1年4ヶ月間、2016年1月11日号から2017年4月24日・5月1日号まで計64回にわたって不動産業界紙「週刊住宅」に連載された「民泊革命」。掲載用に編集前の元原稿を民泊大学ウェブサイトで復刻し、過去に取り上げた事実が現在どうなっているか、著者のコメントを合わせて掲載します。

 

 3月10日住宅宿泊事業法、いわゆる民泊新法の法案が閣議決定された。紙面でもお伝えしているとおり、今月国会に提出され、来年1月の施行を目指す。着々と進む180日規制に対し、民泊の世界にも様々な影響が出つつある。そのあたりを今回は取り上げてみよう。

 

住宅宿泊事業法案の閣議決定の裏で

「この度の閣議決定を大変嬉しく思います」民泊仲介サイトの最大手Airbnb Japanの田邉泰之社長は、同日コメントを発表した。民泊を行う後ろ盾を得られれば、同社も大手を振って営業ができるということだろうか。

 ただ、その感想を民泊ホストが述べ合っているのが印象的だった。「Airbnbは、本当にこの民泊新法でいいと思ってるんだろうか。180日規制が入ったら、年の半分しか営業できないし、Airbnbの売上も半分に減るんじゃないか」「いや、逆に合法化されることで、登録件数が3倍になれば売り上げが伸びると見てるんじゃないか?」

 先月以降、民泊の運営をするホストが集まった時に話を聞くと、180日規制が入るので、どうしたらいいかを勉強しに来たというコメントが目立つ。これまでグレーゾーンと言われていたが、本格的な取り締まりがそこまで厳しくなかった。しかし、罰金の上限が3万円から百万円に引き上げられ、法整備が進む中で、どうしたら良いか、不安を感じる民泊ホストが増えているようだ。

 

簡易宿所も増えそうな気配に

 全国の中で、違法民泊に対する規制を強める京都。昨年末の時点で1714件旅館業者があった。このうち、約4割が2016年に新規で登録された分だという。増加数を見ると、2014年72件の増加だったのが、2015年183件の増加、そして2016年695件と一気に増加数が増えていることがわかる。

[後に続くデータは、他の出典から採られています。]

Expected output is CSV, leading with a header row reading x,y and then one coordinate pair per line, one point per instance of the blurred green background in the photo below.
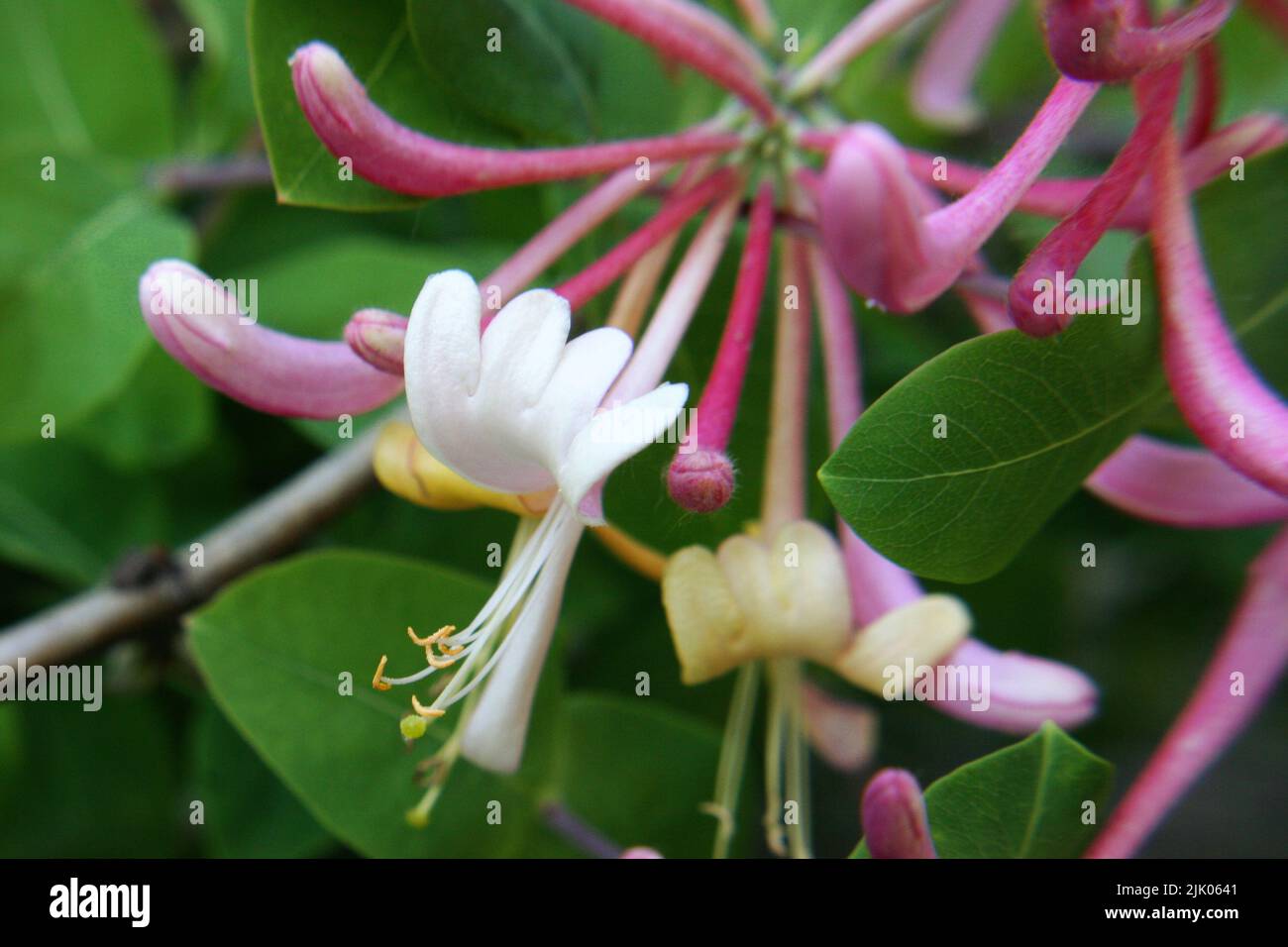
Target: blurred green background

2年前の約10倍の増加数である。

 民泊のセミナーは多いが、先日は簡易宿所セミナーという名前のセミナーが開かれ、そこには20人ほど集まっていた。全員が民泊のホストだ。私自身も、昨年に比べると簡易宿所を作れないかという相談を受けることが、今年はぐんと増えた。それだけ、民泊ホストたちの危機感が高くなってきたということを感じる。

 無許可の民泊に対する規制を強めつつ、旅館業取得への誘導を行っている京都の後を全国がたどるのだろうか。